Critique my backup strategy please

I'm no Windows Server 2008 Hypervisor expert.  If you don't mind I'm just looking for a quick critique of my backup strategy.

I'm running 1 Windows 2008 64 server with hyper-v.  On that machine, I have 3 virtual machines, each running Windows 2003 Enterprise.
The first virtual machine is DC, DHCP, DNS, etc.
The second virtual machine is exchange 2003, (and IIS for OWA)
The third virtual machinie is a file/print server.

We are a not-for-profit so cost is an issue always.  Here is how I have the backups configured.

I had a 1 tb usb drive on my physical server.  I had 4 shared folders, (one for the host server and one for each virtual machine respectively.)

Every night, (staggered across the night time-wise,) I do a full ntbackup of each virtual machine to its respective shared folder.  I do a full exchange backup in addition.

Weekly I'm doing a manual full backup of my Windows 2008 server to its shared folder on the usb drive.  It must be a bug or something but you can't schedule those to run to a shared folder otherwise.  In this backup are, obviously, the .vhd files for my 3 virtual machines and my thought process is I could restore an entire virtual machine just from that, (which are at most 1 week old,) and use my ntbackups to bring it current to the previous night.
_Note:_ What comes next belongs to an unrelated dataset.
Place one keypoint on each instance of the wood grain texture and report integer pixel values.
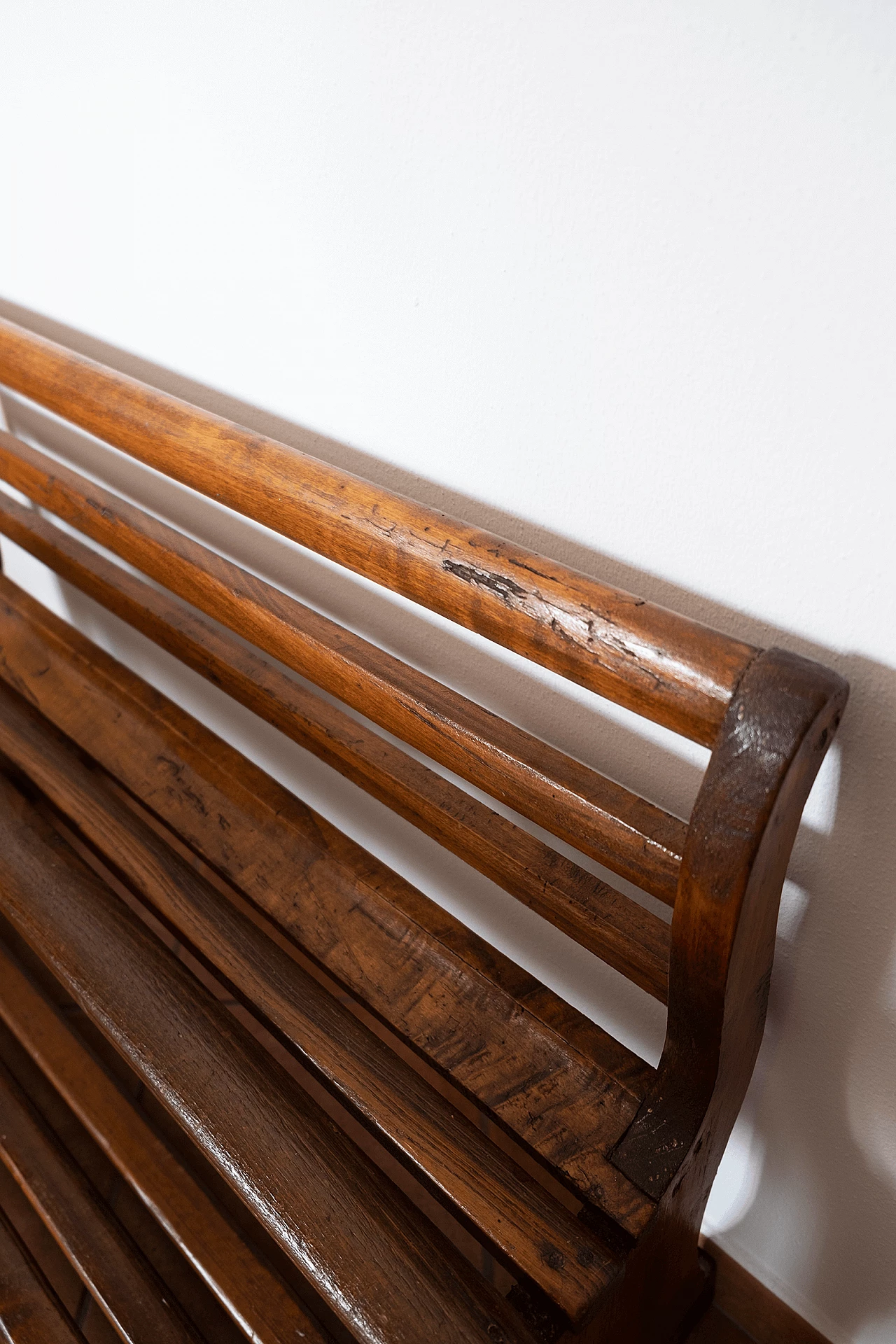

After I do my manual backup of the Windows 2008 server I copy all the backups from the usb drive to another usb drive and take that drive off-site.  I alternate several separate off-site drives.  

One thing first, I already use Tech-soup and I don't really want to have to use Backup Exec if the old ntbackup/windows server backup its called in 2008 does the job.  I like to keep it simple until its necessary to make it complicated.  I do have a  seperate SQL box that I have to use backup exec on.  

Second, I'm a little fuzzy on if I"m missing anything I would need to restore a virtual machine from a .vhd file.  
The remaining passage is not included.